I loved this book, but I do have to get my one problem I had with it out of the way. Wanderlust, in all that it manages to cover, does not even mention Japanese haibun, a literary form that merges short prose and haiku. Many of these writings came out of long walking tours and travel accounts. Not mentioning Basho's Narrow Road to the Interior seems a crime to me.
That omission aside, I can still say that this is a terrific book, surprising even to me as a walker. From the English walking gardens to Las Vegas' disappearing public space, Solnit manages to weave history, literature, politics with her personal experiences concerning her subject.
Rebecca Solnit shows that walking was more than a mode of transportation "back then," but part of the method of meditation and rumination for many philosophers, writers, and artists; a form of protest; and the way one most intensely experiences the world.

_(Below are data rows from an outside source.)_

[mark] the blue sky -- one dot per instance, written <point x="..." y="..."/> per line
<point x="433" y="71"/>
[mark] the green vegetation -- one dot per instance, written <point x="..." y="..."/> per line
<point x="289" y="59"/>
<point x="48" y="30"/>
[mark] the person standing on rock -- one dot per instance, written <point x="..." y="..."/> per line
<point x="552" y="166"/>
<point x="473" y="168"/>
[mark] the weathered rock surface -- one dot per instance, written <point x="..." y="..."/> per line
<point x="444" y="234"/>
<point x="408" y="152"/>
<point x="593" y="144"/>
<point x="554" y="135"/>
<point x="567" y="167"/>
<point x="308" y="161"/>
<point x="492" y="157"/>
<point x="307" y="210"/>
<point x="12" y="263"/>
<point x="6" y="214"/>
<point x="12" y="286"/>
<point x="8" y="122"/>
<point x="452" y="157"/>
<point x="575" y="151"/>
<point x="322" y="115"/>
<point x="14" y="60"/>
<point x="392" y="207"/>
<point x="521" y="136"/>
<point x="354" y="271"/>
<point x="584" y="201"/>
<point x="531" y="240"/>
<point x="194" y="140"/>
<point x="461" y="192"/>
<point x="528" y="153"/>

She also looks at the politics of walking and argues persuasively that walking has been denigrated for many years, and that much rests on the fight, not only for public space. Near the end of the book, she writes, "The fight for free space -- for wilderness and for public space-- must be accompanied by a fight for free time to spend wandering that space."
But Wanderlust is not a manifesto. It is filled with fascinating stories about the people and places where this history continues to live and be written. And even for me, one who has found great value in the simple walk, Solnit's book has inspired me to make walking not just exercise, but an integral part of life.